2022
Photography by
Ronen Schmitz Even Zur
Germania Superior
Germania Superior
MII 0430
Source
Wikipedia, Saalburg
https://en.wikipedia.org/wiki/Saalburg
Since prehistoric times, trade routes like the Lindenweg or Linienweg connected the Rhine-Main plain with the Usingen basin, which had been a centre of population since the Neolithic. Such routes would have followed a course from the mouth of the Nidda near Höchst, northwards across the low Taunus ridge, as does the modern Bundesstraße 456. A location along major communication routes almost always equals a strategic importance. Thus, it is no surprise that the mountain pass beside the Saalburg was first fortified by Roman troops during Domitian's wars against the Chatti (81-96 CE), when two simple earthen enclosures were erected (Schanzen A and B, located between the restored fort and the modern road).
Shortly after the two enclosures, around AD 90, a simple wood-and-earth fort was built to house a numerus. A numerus was a unit of auxiliary troops consisting of 2 centuriae and numbering about 160 men. There is some evidence that the troop stationed at this fort was a numerus Brittonum, i.e. a unit from Britain, but this is not entirely clear.
Late in the reign of Hadrian, c. 135 CE, the numerus fort was replaced with a much larger (3.2 hectare) fort for a cohort, a unit of about 500 men. The new castle was reoriented to face the growing Roman city of Nida (now Heddernheim).[5] Originally, it had dry-built wood-and stone walls, which were replaced in the 2nd half of the 2nd century with mortared stone walls and an earthen ramp (147 × 221 m). The reconstructed fort is based on that third and last architectural phase, but reminders of the second phase are visible in the retentura (the back of the fort). Part of the second-phase defensive ditch has also been restored and can be inspected there.
The cohort fort was occupied by the Cohors II Raetorum civium Romanorum equitata (2. partially mounted Raetian cohort with Roman citizenship), a partially equestrian 500-men infantry unit, probably under the command of the legionary headquarters at Mogontiacum (modern Mainz). The cohort had initially been stationed at Aquae Mattiacorum (Wiesbaden), had then been moved to the Butzbach fort (ORL 14) and finally to the Saalburg.
The fort existed in that form and with that occupancy until the fall of the German limes in c. 260 CE. During the intervening period, the name of the unit is repeatedly mentioned in stone inscriptions, as are the names of some of its commanders.

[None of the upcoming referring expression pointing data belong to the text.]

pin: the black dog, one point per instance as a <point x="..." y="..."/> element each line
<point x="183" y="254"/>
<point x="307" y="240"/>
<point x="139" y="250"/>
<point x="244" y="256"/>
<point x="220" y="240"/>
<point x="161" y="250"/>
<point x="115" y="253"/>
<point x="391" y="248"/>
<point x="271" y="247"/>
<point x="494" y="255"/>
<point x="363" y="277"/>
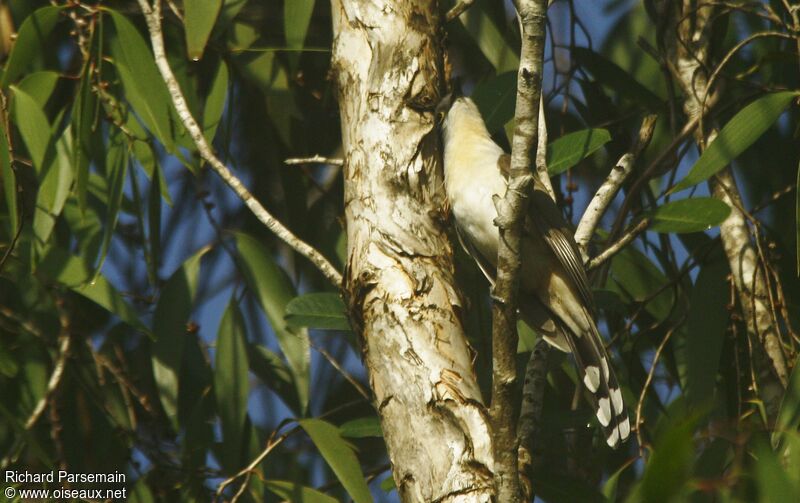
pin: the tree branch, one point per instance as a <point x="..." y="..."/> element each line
<point x="689" y="60"/>
<point x="511" y="210"/>
<point x="530" y="451"/>
<point x="618" y="245"/>
<point x="606" y="193"/>
<point x="152" y="15"/>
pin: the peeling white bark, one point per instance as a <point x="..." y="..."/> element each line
<point x="689" y="59"/>
<point x="399" y="278"/>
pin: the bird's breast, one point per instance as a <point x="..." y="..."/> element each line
<point x="475" y="212"/>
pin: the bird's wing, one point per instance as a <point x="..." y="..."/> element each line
<point x="531" y="310"/>
<point x="551" y="225"/>
<point x="545" y="219"/>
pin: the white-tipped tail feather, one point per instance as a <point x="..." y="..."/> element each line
<point x="554" y="280"/>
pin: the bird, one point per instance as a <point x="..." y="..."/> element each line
<point x="554" y="294"/>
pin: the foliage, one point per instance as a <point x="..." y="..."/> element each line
<point x="190" y="339"/>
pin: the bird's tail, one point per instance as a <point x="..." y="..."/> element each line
<point x="598" y="376"/>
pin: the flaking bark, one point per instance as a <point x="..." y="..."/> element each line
<point x="399" y="280"/>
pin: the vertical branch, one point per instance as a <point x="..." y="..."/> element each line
<point x="530" y="450"/>
<point x="152" y="14"/>
<point x="689" y="63"/>
<point x="511" y="211"/>
<point x="399" y="282"/>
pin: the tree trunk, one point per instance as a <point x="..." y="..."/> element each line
<point x="399" y="280"/>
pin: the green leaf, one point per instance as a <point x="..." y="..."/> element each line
<point x="668" y="469"/>
<point x="495" y="98"/>
<point x="296" y="18"/>
<point x="9" y="180"/>
<point x="199" y="17"/>
<point x="169" y="326"/>
<point x="387" y="484"/>
<point x="273" y="290"/>
<point x="82" y="122"/>
<point x="290" y="491"/>
<point x="231" y="386"/>
<point x="637" y="278"/>
<point x="708" y="320"/>
<point x="215" y="103"/>
<point x="774" y="484"/>
<point x="116" y="170"/>
<point x="362" y="428"/>
<point x="34" y="128"/>
<point x="39" y="86"/>
<point x="490" y="39"/>
<point x="30" y="42"/>
<point x="340" y="456"/>
<point x="144" y="87"/>
<point x="789" y="413"/>
<point x="739" y="133"/>
<point x="69" y="270"/>
<point x="230" y="9"/>
<point x="612" y="76"/>
<point x="274" y="373"/>
<point x="322" y="310"/>
<point x="689" y="215"/>
<point x="54" y="189"/>
<point x="570" y="149"/>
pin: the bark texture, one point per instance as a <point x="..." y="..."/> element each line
<point x="689" y="61"/>
<point x="399" y="280"/>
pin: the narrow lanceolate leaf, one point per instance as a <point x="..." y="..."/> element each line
<point x="39" y="86"/>
<point x="215" y="103"/>
<point x="495" y="98"/>
<point x="169" y="326"/>
<point x="274" y="291"/>
<point x="296" y="17"/>
<point x="231" y="387"/>
<point x="54" y="188"/>
<point x="34" y="128"/>
<point x="30" y="42"/>
<point x="71" y="272"/>
<point x="689" y="215"/>
<point x="340" y="456"/>
<point x="273" y="372"/>
<point x="9" y="180"/>
<point x="797" y="218"/>
<point x="116" y="171"/>
<point x="707" y="324"/>
<point x="199" y="17"/>
<point x="289" y="491"/>
<point x="317" y="310"/>
<point x="612" y="76"/>
<point x="144" y="88"/>
<point x="82" y="119"/>
<point x="739" y="133"/>
<point x="362" y="428"/>
<point x="789" y="413"/>
<point x="570" y="149"/>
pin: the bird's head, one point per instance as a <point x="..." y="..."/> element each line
<point x="460" y="118"/>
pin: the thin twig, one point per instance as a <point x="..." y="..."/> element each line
<point x="153" y="17"/>
<point x="530" y="450"/>
<point x="606" y="193"/>
<point x="647" y="385"/>
<point x="511" y="210"/>
<point x="316" y="159"/>
<point x="55" y="379"/>
<point x="616" y="247"/>
<point x="458" y="9"/>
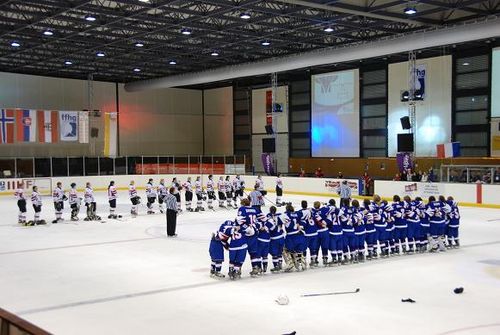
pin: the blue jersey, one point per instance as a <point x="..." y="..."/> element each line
<point x="454" y="214"/>
<point x="291" y="223"/>
<point x="306" y="221"/>
<point x="437" y="212"/>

In the early 3rd century, the situation along the limes became increasingly unsettled. A preventive war under Caracalla, who marched against the Alamanni and their Chatti allies from Raetia and Mogontiacum in 213 CE, lowered the Germanic pressure on the border only temporarily. The town of Nida (capital of the regional civitas) was given a defensive enclosure around that time. Already around 233, the Alemanni entered Roman territory again; further major incursions took place in 254 and 260 CE. Eventually, all areas east of the Rhine were lost during the major political and economic crisis of the mid-3rd century. In the course of these events, the Saalburg fort appears to have been abandoned deliberately and without military action.
After the abandonment of the Upper Germanic Limes, the fort was used as a quarry.